Italy’s Meloni comes out fighting as she faces potential referendum loss

In combative form, the prime minister said Italy needed judicial reform as judges are politically biased and blocking her fight against illegal migration.

ROME — Facing possible defeat in an important referendum, Italy’s right-wing Prime Minister Giorgia Meloni on Thursday put herself at front of the campaign, throwing her full political weight behind a vote that is increasingly shaping into a test of her authority.

The March 22-23 referendum on judicial reform is a decisive showdown for Meloni. The Italian right has long looked for an opportunity to remold a legal system that it sees as skewed to favor the left.

But the national plebiscite has evolved beyond a vote on the rules governing the careers and oversight of judicial officials and into a broader vote of confidence in her and her government. The latest polls suggest she may be facing the first major reversal of her premiership, just as she appeared to be on a roll at home and in Brussels.

Meloni’s tone was combative on Thursday, as she accused the current judicial structure of committing numerous miscarriages of justice, and calling some judgments “surreal.”

Speaking at the Franco Parenti theater in Milan, Meloni doubled down on the central arguments of her campaign, insisting judges are unaccountable and out of control. She is also increasingly casting the judiciary as run by left-wing opposition “factions” and accusing judges of blocking her key goal of clamping down on illegal migration and crime.

“If the reform doesn’t pass this time, we will probably not have another chance. We will find ourselves with even more powerful factions, even more negligent judges, even more surreal sentences, immigrants, rapists, pedophiles, drug dealers being freed and putting your security at risk,” she said.

“When justice doesn’t work you can’t do anything, no-one can do anything,” she said. “Except this time,” she added, urging people to get out and vote later this month.

Entering the ring

In the months leading up to the vote, Meloni largely kept her distance from the campaign, encouraging allies and ministers to deliver the message while she limited herself to occasional remarks and sporadic attacks on judges.

But with the final public polls last week suggesting her side will lose by around five points, the prime minister has now decided to step in more directly.

Opposition figures say the move shows the government fears defeat.

“The prime minister, in contradiction to her commitment not to involve the government in the referendum, has thrown herself headlong into the campaign,” said parliamentarian Alfredo D’Attorre, a senior figure in the opposition center-left Democratic Party,. “It is clear that she is very worried about the result.”

See also
Nobel Peace Prize goes to Venezuelan opposition leader despite Trump lobbying

He added voters might not be impressed if Meloni “spends the next two weeks being an influencer for the ‘yes’ vote” rather than governing Italy “at a moment of international tension.”

Indeed, Meloni is having to weather political headwinds at home related to her alliance with U.S. President Donald Trump, who is highly unpopular in Italy, and the war in Iran that Italians fear will increase their already steep power bills.

Political gamble

The challenge for Meloni is that the referendum campaign revolves around technical institutional changes that are difficult to explain, and even harder to mobilize voters around.

“The arguments are very technical and abstract which doesn’t win hearts,” said Giovanni Orsina, a political historian at Luiss University in Rome. “The opposition has a solid core of voters who will turn out against Meloni regardless. How can she mobilize her supporters? By creating an enemy and a clash between good and evil.”

Meloni has tried to frame the referendum around issues that resonate more strongly with her electorate, particularly migration and public security.
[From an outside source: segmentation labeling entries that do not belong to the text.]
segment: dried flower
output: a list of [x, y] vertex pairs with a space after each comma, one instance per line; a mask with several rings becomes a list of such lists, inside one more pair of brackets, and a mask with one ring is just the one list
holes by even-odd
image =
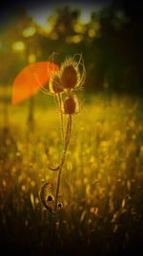
[[[79, 56], [78, 61], [75, 57]], [[79, 68], [81, 66], [81, 70]], [[61, 84], [65, 90], [81, 88], [86, 77], [84, 61], [81, 55], [69, 57], [61, 64], [60, 68]]]
[[51, 93], [61, 93], [63, 92], [63, 87], [61, 84], [61, 79], [59, 76], [59, 72], [54, 72], [51, 75], [49, 89]]

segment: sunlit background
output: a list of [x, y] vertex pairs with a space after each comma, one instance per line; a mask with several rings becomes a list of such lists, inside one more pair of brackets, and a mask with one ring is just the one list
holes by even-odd
[[[139, 1], [14, 1], [0, 8], [0, 247], [17, 255], [137, 255], [143, 239], [143, 39]], [[52, 217], [62, 152], [53, 96], [12, 105], [29, 64], [82, 54], [86, 81]], [[28, 85], [28, 84], [27, 84]], [[48, 88], [48, 84], [45, 84]], [[31, 86], [31, 85], [30, 85]], [[21, 88], [21, 84], [19, 84]], [[66, 126], [66, 116], [64, 116]], [[140, 252], [141, 253], [141, 252]]]

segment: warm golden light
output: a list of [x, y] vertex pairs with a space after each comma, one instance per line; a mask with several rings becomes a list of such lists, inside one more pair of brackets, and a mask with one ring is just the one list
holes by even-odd
[[22, 52], [25, 50], [25, 44], [23, 41], [16, 41], [12, 44], [12, 50], [16, 52]]

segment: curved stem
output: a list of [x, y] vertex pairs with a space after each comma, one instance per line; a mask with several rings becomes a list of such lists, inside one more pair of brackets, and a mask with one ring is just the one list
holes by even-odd
[[58, 199], [58, 194], [59, 194], [61, 173], [62, 173], [62, 168], [63, 168], [63, 165], [65, 162], [66, 152], [67, 152], [69, 142], [70, 142], [71, 131], [72, 131], [72, 115], [69, 115], [68, 116], [68, 123], [67, 123], [67, 132], [66, 132], [66, 137], [64, 140], [64, 150], [63, 150], [63, 154], [61, 156], [61, 162], [59, 165], [59, 169], [58, 169], [57, 185], [56, 185], [56, 193], [55, 193], [55, 205], [54, 205], [54, 211], [55, 212], [56, 212], [56, 208], [57, 208], [57, 199]]

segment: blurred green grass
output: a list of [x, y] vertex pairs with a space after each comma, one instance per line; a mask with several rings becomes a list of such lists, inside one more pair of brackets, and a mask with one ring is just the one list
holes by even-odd
[[80, 98], [62, 173], [65, 206], [54, 218], [39, 198], [43, 179], [55, 192], [56, 174], [48, 166], [57, 165], [62, 151], [54, 99], [34, 96], [32, 126], [29, 102], [9, 103], [7, 128], [0, 104], [0, 235], [2, 246], [15, 253], [127, 255], [141, 245], [142, 102], [106, 94]]

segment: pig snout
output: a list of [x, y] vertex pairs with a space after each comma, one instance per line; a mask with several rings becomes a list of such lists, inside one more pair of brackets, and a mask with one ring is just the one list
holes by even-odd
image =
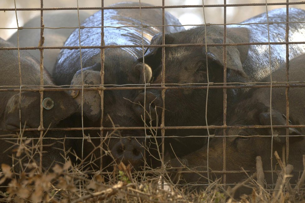
[[125, 165], [137, 167], [144, 162], [144, 148], [135, 138], [122, 138], [111, 150], [114, 159]]
[[[136, 113], [143, 118], [144, 94], [144, 93], [139, 94], [135, 99], [133, 106], [133, 109]], [[157, 118], [161, 118], [162, 107], [163, 106], [162, 99], [160, 97], [156, 96], [151, 92], [146, 92], [146, 96], [145, 108], [146, 115], [151, 117], [152, 120], [156, 121]], [[147, 118], [147, 116], [146, 118]]]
Orsina said Meloni’s cautious entry into the campaign made political sense.

“As prime minister, you cannot expose yourself too much,” he said. “If you become the face of the campaign and lose, you pay the price.”
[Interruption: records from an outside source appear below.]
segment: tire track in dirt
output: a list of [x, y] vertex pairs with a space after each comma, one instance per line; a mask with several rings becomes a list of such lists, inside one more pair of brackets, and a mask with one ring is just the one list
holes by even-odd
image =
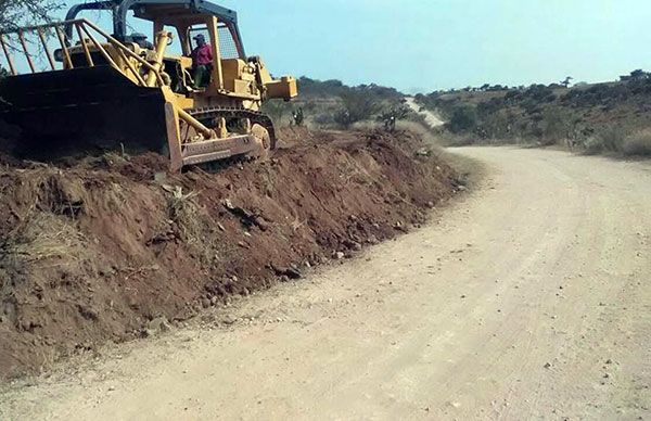
[[0, 418], [648, 417], [648, 164], [456, 152], [485, 186], [423, 229], [205, 316], [217, 331], [9, 388]]

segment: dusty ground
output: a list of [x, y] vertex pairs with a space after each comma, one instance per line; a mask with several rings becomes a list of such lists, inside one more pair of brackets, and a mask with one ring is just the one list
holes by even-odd
[[407, 105], [414, 112], [422, 115], [425, 118], [425, 123], [430, 127], [441, 127], [445, 124], [445, 122], [436, 114], [430, 110], [422, 110], [419, 104], [416, 103], [416, 99], [413, 97], [405, 98], [407, 101]]
[[8, 387], [0, 419], [649, 419], [651, 167], [460, 153], [486, 186], [433, 224]]
[[0, 155], [0, 379], [349, 257], [457, 187], [408, 132], [282, 135], [268, 162], [183, 175], [156, 154]]

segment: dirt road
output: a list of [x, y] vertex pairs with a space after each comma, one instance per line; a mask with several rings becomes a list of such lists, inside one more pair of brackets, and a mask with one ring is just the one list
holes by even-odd
[[407, 97], [407, 98], [405, 98], [405, 100], [407, 101], [407, 105], [411, 110], [413, 110], [416, 113], [421, 114], [423, 117], [425, 117], [425, 123], [427, 125], [430, 125], [430, 127], [438, 127], [438, 126], [443, 126], [445, 124], [445, 122], [443, 119], [441, 119], [441, 117], [437, 114], [431, 112], [430, 110], [421, 111], [421, 106], [416, 103], [416, 99], [413, 97]]
[[434, 222], [14, 385], [0, 419], [649, 419], [651, 166], [463, 149]]

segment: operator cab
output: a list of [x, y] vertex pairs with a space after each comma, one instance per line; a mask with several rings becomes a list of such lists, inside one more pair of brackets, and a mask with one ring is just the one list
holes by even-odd
[[[174, 92], [189, 97], [204, 92], [214, 95], [218, 91], [259, 95], [254, 76], [256, 64], [246, 59], [234, 11], [197, 0], [174, 3], [161, 0], [99, 1], [73, 7], [66, 21], [77, 18], [82, 11], [101, 10], [111, 11], [113, 15], [113, 37], [148, 61], [155, 59], [157, 34], [164, 30], [171, 33], [168, 47], [174, 47], [174, 51], [164, 55], [163, 71]], [[127, 24], [129, 15], [150, 23], [152, 37], [140, 33], [127, 35], [127, 27], [135, 26]], [[207, 46], [204, 49], [208, 48], [213, 58], [212, 63], [201, 69], [192, 59], [197, 37], [203, 37]], [[72, 39], [72, 30], [67, 38]], [[79, 46], [80, 42], [77, 42], [73, 58], [76, 67], [82, 66], [85, 61]], [[95, 64], [107, 64], [100, 54], [93, 54]], [[202, 79], [199, 82], [195, 80], [197, 77]]]

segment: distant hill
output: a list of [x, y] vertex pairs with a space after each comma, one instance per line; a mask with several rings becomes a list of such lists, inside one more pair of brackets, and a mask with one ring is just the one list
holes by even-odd
[[498, 88], [437, 91], [417, 101], [443, 114], [447, 129], [464, 136], [463, 142], [567, 143], [590, 152], [625, 152], [628, 136], [651, 129], [651, 74], [642, 71], [573, 88]]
“She will be monitoring private polls and testing the waters. If she enters the campaign and the polls move in her favor, she will become a stronger presence. If not, she may step back to avoid taking the full blow.”

The dilemma is clear: without Meloni’s direct involvement, the campaign risks losing momentum. But the more closely the referendum becomes associated with her personally, the greater the political damage a loss would inflict on her.
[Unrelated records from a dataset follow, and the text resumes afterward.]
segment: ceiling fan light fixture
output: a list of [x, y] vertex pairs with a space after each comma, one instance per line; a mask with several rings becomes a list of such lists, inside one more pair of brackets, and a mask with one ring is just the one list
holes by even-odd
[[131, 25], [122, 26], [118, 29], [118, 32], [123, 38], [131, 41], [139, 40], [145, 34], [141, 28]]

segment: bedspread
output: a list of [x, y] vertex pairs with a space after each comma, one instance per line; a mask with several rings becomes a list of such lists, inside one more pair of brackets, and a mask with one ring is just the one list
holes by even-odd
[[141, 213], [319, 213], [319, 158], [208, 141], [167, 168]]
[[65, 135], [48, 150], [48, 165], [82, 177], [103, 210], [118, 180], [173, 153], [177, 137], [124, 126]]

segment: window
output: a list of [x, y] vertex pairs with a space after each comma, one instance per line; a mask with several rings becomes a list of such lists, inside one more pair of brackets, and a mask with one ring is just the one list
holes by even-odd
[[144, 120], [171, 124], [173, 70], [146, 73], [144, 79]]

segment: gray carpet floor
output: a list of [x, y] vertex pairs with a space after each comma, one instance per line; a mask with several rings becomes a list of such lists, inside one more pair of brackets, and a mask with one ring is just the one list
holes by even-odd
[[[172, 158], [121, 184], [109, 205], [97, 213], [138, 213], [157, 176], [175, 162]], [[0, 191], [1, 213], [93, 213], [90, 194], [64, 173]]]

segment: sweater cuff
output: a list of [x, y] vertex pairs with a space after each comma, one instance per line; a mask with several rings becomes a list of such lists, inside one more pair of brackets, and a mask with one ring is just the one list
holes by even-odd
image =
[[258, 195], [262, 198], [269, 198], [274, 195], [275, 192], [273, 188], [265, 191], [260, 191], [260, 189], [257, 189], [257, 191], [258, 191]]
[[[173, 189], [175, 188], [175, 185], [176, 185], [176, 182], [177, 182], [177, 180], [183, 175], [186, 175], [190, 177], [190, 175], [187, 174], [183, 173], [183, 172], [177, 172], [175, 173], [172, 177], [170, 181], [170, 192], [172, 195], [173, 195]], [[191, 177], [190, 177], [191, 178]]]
“The referendum has turned out to be an unnecessary risk for Meloni,” said Orsina. “This was selected as the easiest of the reforms she planned to carry through, but even so, it much less easy than expected.” 

Italians know all too well that former Prime Minister Matteo Renzi had to step down after a failed referendum on constitutional reform in 2016, but Meloni insists she’s going nowhere, whatever the result.

“There’s no way I’ll resign under any circumstances. I want to see the end of this legislature,” she said.